I haven't used #embed yet personally, but if it gives you an array or similar back then you should be able to apply attributes to the variable to tell the compiler where to store it?

trealira · on Jan 26, 2024

I know GCC has section attributes, but I don't think there's any standard C23 attribute equivalent.

electroly · on Jan 23, 2024

Good persistence in finding a good solution, but I wish the author found a solution that didn't involve mold. I'm in the same situation; I have a programming language that builds self-contained executables by bundling bytecode with a prebuilt interpreter. But I'm not nearly as smart as the author, so I link a fixed multi-megabyte chunk of sentinel bytes into the interpreter (using xxd to produce a literal array in a .c file) and at embed time I search for the bytes and overwrite them in-place. This works for executables on any platform and doesn't require a special linker, but the hardcoded limit (and wasted space when you come under the limit) is undesirable.

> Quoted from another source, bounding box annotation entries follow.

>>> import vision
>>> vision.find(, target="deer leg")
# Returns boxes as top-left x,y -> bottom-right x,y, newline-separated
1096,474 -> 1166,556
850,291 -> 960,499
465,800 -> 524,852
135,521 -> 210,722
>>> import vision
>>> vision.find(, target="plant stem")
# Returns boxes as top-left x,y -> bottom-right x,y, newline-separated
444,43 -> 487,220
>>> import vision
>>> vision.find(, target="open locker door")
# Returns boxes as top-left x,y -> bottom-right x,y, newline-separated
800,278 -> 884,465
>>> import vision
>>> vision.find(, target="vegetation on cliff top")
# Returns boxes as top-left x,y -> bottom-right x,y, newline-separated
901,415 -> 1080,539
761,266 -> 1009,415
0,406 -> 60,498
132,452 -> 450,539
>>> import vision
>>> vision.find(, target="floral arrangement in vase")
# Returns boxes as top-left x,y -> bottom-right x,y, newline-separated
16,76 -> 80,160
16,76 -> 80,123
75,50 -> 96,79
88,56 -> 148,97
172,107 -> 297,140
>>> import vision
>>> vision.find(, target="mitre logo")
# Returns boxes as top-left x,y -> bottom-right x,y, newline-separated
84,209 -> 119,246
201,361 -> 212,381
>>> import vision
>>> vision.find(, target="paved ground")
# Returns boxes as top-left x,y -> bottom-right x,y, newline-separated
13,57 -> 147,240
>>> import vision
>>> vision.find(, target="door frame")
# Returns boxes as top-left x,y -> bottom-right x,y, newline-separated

regularfry · on Jan 23, 2024

If you're happy with a compile and link step, you can embed arbitrary data at link time with an ordinary linker by making yourself a linkable object with objcopy(1). I've played with it in the past as a way to embed an sqlite database into a ruby interpreter, which lets you do funky things like reimplementing `require` to read from the embedded database.

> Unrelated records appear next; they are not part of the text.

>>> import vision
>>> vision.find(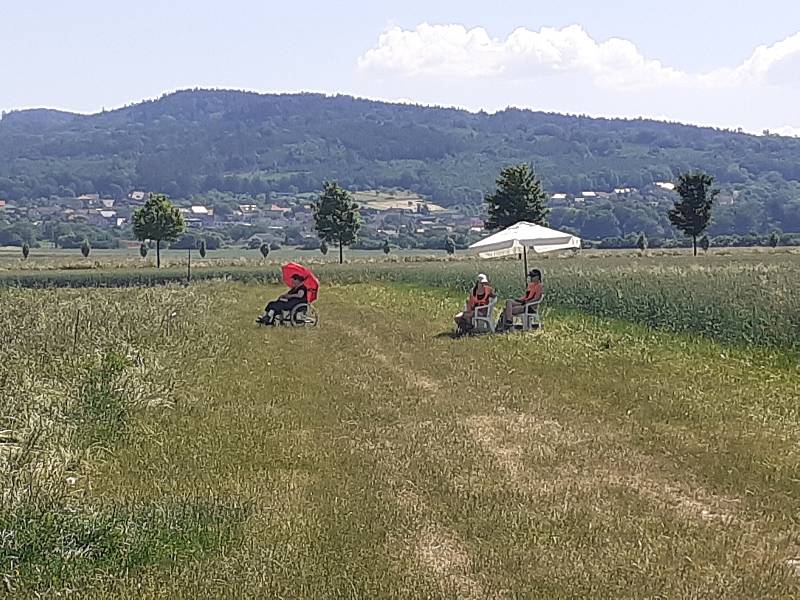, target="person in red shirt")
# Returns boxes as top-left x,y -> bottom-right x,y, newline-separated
497,269 -> 544,331
455,273 -> 495,334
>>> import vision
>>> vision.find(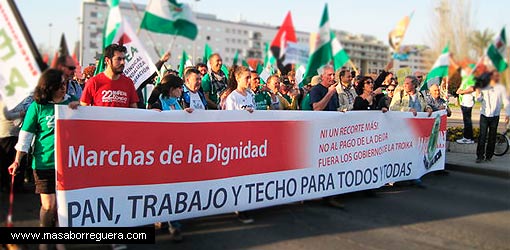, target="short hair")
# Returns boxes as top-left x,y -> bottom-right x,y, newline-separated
34,69 -> 64,104
104,43 -> 127,59
354,76 -> 374,95
196,63 -> 207,69
57,55 -> 68,66
406,75 -> 420,88
158,74 -> 184,97
208,53 -> 221,61
184,68 -> 200,79
317,64 -> 334,76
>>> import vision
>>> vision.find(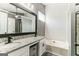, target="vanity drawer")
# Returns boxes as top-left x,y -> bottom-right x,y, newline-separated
30,43 -> 38,56
8,46 -> 29,56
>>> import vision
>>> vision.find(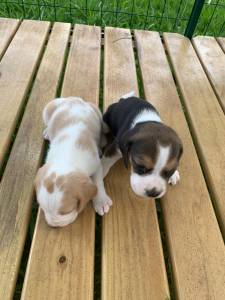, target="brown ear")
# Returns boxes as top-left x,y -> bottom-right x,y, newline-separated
34,164 -> 48,191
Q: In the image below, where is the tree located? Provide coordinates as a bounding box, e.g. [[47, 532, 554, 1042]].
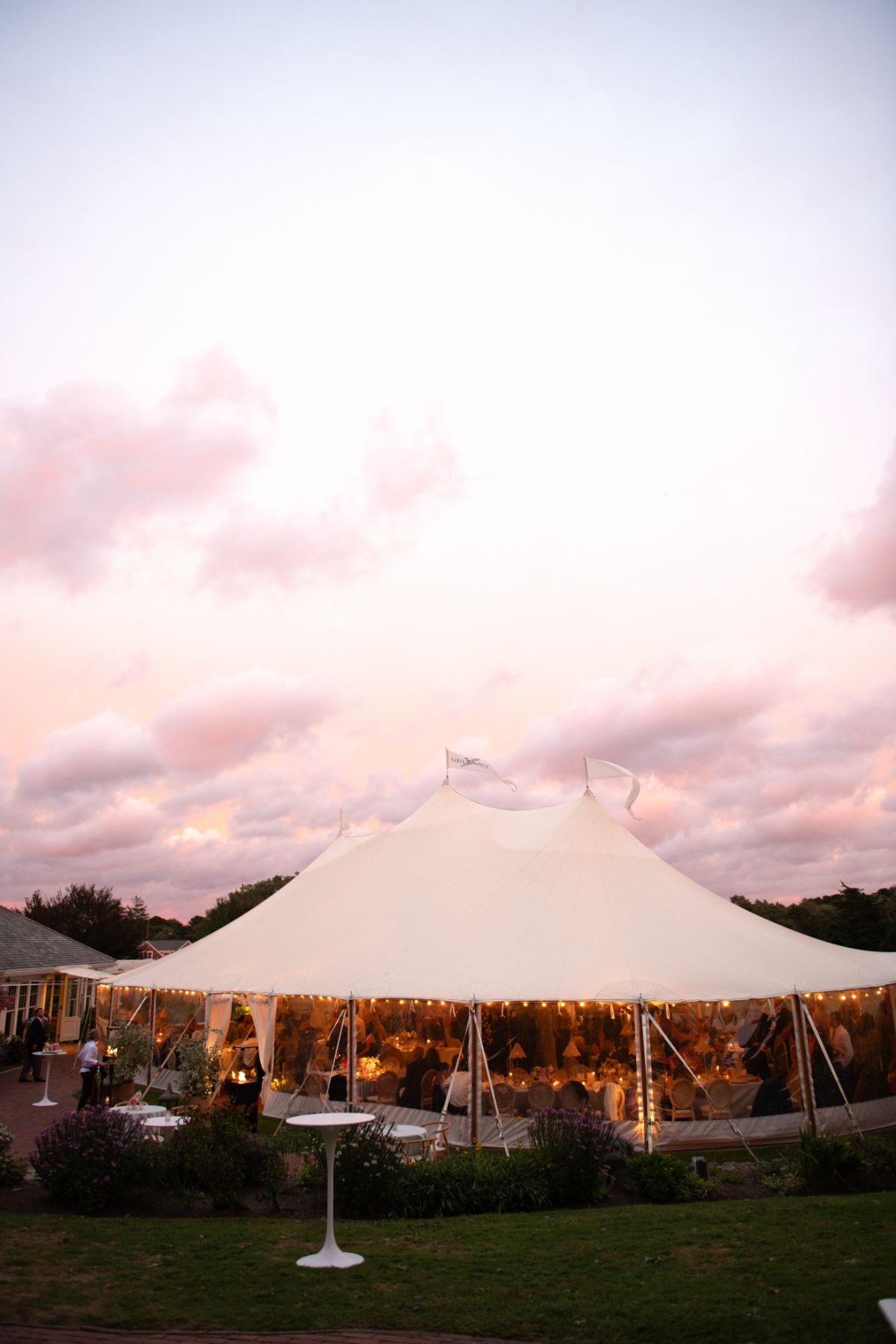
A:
[[24, 883, 146, 957], [731, 883, 896, 951], [187, 874, 293, 942]]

electroly · on Jan 23, 2024

It's a possibility. It's not unreasonable for me to ship builds of objcopy and lld that I can run at embed time. An immediate difficulty is that I support Windows and macOS, so I need a solution for PE and Mach-O executables too. I think a solution probably exists but I may need a separate solution for each platform. Embedding resources into binaries is pretty easy, it's just a matter of how to do it without shipping an entire C toolchain to users of my language.

regularfry · on Jan 23, 2024

I suspect the easier thing to do today is actually just embed tcc, and use its linker. Generating a C source file that embeds whatever binary you want in a string literal is straightforward templating. I couldn't really do that at the time.

electroly · on Jan 23, 2024

That's a great idea. I'll have to check and see if some fork of tcc today supports all my target platforms, but I bet it does.

saagarjha · on Jan 26, 2024

The linker that ships on macOS supports embedding data from a file with -sectcreate.

zokier · on Jan 23, 2024

would using libbfd or llvms objcopy library be of use here? https://llvm.org/doxygen/namespacellvm_1_1objcopy.html

pitherpather · on Jan 23, 2024

I don't know how clean or simple or portable you wish your build environment to be, but would it be worth embedding at compile-time?

Thinking of the general need in these situations to produce a custom-named interpreter/executable, could it be worth accessing the program name itself to find a paired source file? E.g., in invoking ./foo2.o it would look for ./foo2.code -- a two-file distribution allowing to double-click on the executable??

Could there be a non-unicode flag at the end of a special elf file which allows arbitrary unicode data to be concatenated after that? I.e., an agreed loader-ignore-hereafter convention or similar? (Asking with no knowledge of ELF internals, besides hints given in the OP.)

electroly · on Jan 23, 2024

Using two files would definitely work and, honestly, be a lot simpler. But it's a neat trick to make it a single file. For my toy language, it mostly serves to hide the fact that I'm not really compiling to native. People won't ask questions if it's a single executable that file(1) says is a statically linked binary.

Appending to the end of the ELF file does work. It won't mess anything up because your bytes will be outside of any ELF section. You can insert a known sentinel string and then search for it at runtime. The main problem is that you have to open your own executable file up for reading so you can locate the data at the end, and on Linux that requires having /proc, AFAIK. The nice thing about these other techniques is we're not assuming anything about the filesystem we're in. In a chroot environment you might not have /proc.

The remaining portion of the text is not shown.